Monday, 21 August 2017

We are Dramaturgy: In Bed with My Brother @ Edfringe 2017


It’s 1989. Manchester. A frenzy of drugs, beats and bucket hats. Illegal raves and acid parties. Jumping up and down in a field and throwing two fingers to Thatcher… Remember it? 

Cus we don’t. 

We weren’t even born. But Ian was. Ian remembers. Ian reckons we’ve got fuck all now. So let’s go back to the 80s, neck a brown biscuit and bounce around like idiots. Ian’s gonna show us how… 

The award-winning cult hit of 2016 is back
What was the inspiration for this performance?
Ian. Ian’s Dora’s step-dad. He asked us to make a show about his life. He wanted a massive 6-part Drama but we had different ideas. After a few beer-fuelled conversations in the pub, we became really interested in his experiences of the Acid House movement. He was our age back then. 

And also our experiences as young people now, living in a similar political climate. The show’s pretty hyper and funny like Ian. We wanted to make a show that expressed Ian as a person as well as talk about his experiences past. And we wanted to make something that he’d like. He says that he does like it, and that makes us proud.


Is performance still a good space for the public discussion of ideas
Yes. It’s a great space to present other people’s stories and lives and make other people listen; allowing people to empathise with other’s perspectives. Typically the Theatre isn’t a place where Ian’s voice would be heard, and we thought it was important to have his voice as the only one heard in the show. 

We also draw attention to the politics of 1989 and now and how the decisions of Tory governments have affected young people.
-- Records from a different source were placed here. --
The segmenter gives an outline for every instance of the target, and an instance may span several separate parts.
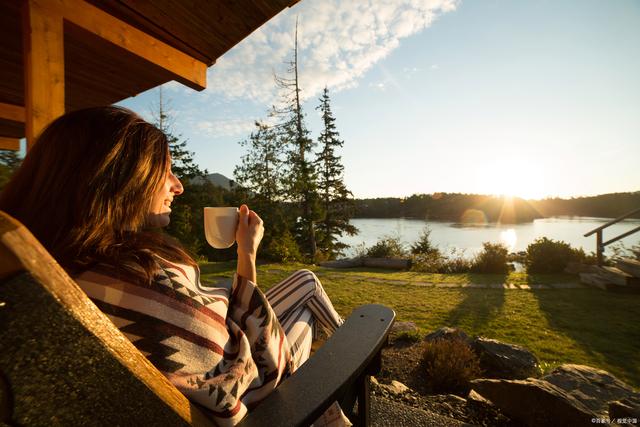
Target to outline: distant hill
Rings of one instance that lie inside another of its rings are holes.
[[[220,173],[210,173],[209,175],[205,175],[204,179],[217,187],[224,188],[225,190],[231,190],[236,185],[236,182],[234,180],[229,179]],[[197,177],[193,180],[193,182],[194,184],[202,184],[203,179]]]
[[[480,194],[414,194],[356,199],[356,218],[417,218],[454,222],[523,223],[551,216],[616,218],[640,208],[640,191],[571,199],[504,199]],[[636,213],[632,218],[640,218]]]

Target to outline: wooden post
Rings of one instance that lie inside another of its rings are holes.
[[[596,253],[598,254],[598,265],[602,266],[602,251],[604,248],[602,247],[602,230],[598,230],[596,233]]]
[[[27,150],[52,120],[64,114],[62,14],[42,0],[22,9]]]

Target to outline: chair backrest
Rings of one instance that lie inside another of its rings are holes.
[[[213,426],[0,211],[0,423]]]

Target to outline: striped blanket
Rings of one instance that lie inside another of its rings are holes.
[[[158,257],[151,285],[97,266],[75,278],[115,325],[220,426],[237,424],[297,366],[251,281],[206,287],[199,270]]]

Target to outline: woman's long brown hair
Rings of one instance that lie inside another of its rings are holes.
[[[144,229],[170,163],[164,133],[132,111],[74,111],[42,132],[0,195],[0,209],[72,276],[102,263],[149,282],[153,254],[195,265],[175,239]]]

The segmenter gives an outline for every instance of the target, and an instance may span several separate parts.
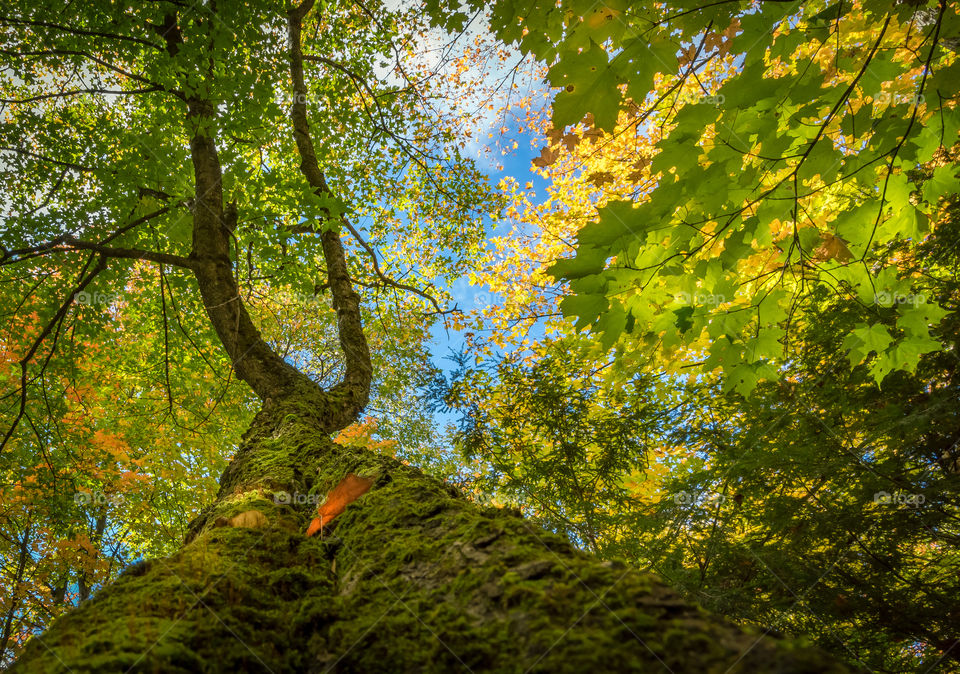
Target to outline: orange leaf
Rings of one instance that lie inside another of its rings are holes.
[[[336,487],[327,492],[327,500],[317,508],[317,517],[310,522],[307,537],[313,536],[323,527],[330,524],[333,518],[342,513],[348,505],[367,493],[373,485],[373,480],[347,473]]]
[[[319,517],[314,517],[310,520],[310,526],[307,527],[307,538],[310,538],[321,529],[323,529],[323,520]]]

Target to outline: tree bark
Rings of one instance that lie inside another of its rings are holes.
[[[257,416],[180,552],[56,620],[13,671],[849,671],[516,512],[335,445],[303,404]],[[316,502],[304,497],[348,473],[372,489],[306,538]]]

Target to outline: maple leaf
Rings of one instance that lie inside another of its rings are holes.
[[[597,187],[603,187],[607,183],[612,183],[614,179],[615,176],[610,171],[595,171],[587,176],[587,180]]]
[[[823,234],[820,247],[813,252],[813,257],[818,261],[837,260],[838,262],[846,262],[853,259],[846,241],[830,232]]]
[[[317,508],[317,517],[307,528],[307,538],[330,524],[334,517],[346,510],[348,505],[366,494],[371,486],[373,486],[373,480],[370,478],[347,473],[340,484],[327,492],[327,499]]]
[[[603,131],[594,128],[591,126],[589,129],[583,132],[583,139],[589,140],[591,145],[596,145],[597,141],[603,136]]]
[[[547,131],[547,139],[550,141],[551,145],[556,145],[564,137],[563,129],[553,128]]]
[[[559,155],[549,147],[540,150],[540,156],[533,160],[533,165],[539,168],[550,166],[557,161]]]

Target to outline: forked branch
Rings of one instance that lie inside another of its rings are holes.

We don’t think lecturing audiences is ever a good idea. We believe performance should be above all entertaining – we like to catch the audience off guard a little bit with the politics of our piece.


How did you become interested in making performance
All three of us are massive show-offs. We’re performing all the time. We all studied Drama together at University which is where we started showing-off together. We knew if we wanted to carry on being massive idiots and making shows, we’d do it together. 

We also first started to become interested in the same kinds of performance at University; physical clowny stuff and live art – and that stays with us now.


Is there any particular approach to the making of the show
We genuinely can’t remember how we made this show. It’s all a big haze of us all shouting and laughing and crying in a sweaty room together. We don’t really have a ‘process’ I guess that comes from us all being mates. 


We’ve been making and changing WE ARE IAN for about 2 years now, it’s constantly developing. We perform things that we think are fun. If it’s not fun for us, then it’s probably not fun for an audience.


Does the show fit with your usual productions?
This is sort-of our first show. We made a sort-of installation, short cabaret style performance before this one – which was a grotesque, syrupy bouffon thing which stemmed from Kat finding video tapes from a Theatre school she used to go to as a kid. I guess we make work that’s sort of weird and visceral rather than narrative based. 

And we don’t do scripts and dialogue and stuff. Rather than words, considering the charge of mediums such as music or video – we often try to piece together found-footage to create a feeling or understanding of a person or time.




What do you hope that the audience will experience
Loads. We want the audience to experience loads and loads. We want them to experience a real rollercoaster or emotions (awkward cliché alert) reflecting both the highs and lows of the Acid House movement. But yeah, WE ARE IAN is kind of visceral… just us dancing and sweating and really giving it some. We hope it rubs off a bit on the audience.


What strategies did you consider towards shaping this audience experience?

We want to show the audience rather than outline or state what we’re trying to say. We want the audience to feel. WE ARE IAN is completely scored by big, loud, soulful House classics and we use the music to convey the hyper happy times, but also there are also loads of bassy, sinister tracks that we use to show what it felt like when everything went to shit. The music takes us and the audience through the acid house movement and in this we’ve found that the lyrics, beats and rhythm often reflected the political angst felt by the young people back then. 



The house movement, essentially formed around people getting up – dancing and defiantly having fun despite the grey political and social landscape thrust upon them. We wanted to give our audience the opportunity to do that now – in our own political landscape (arguably also pretty grey). Which is why audience interaction and involvement is at the heart of WE ARE IAN. They join us in every step, discovering the drugs, the music and the dance moves – and when we arrive back in 2017, it is their decision whether or not raving is a communally political act.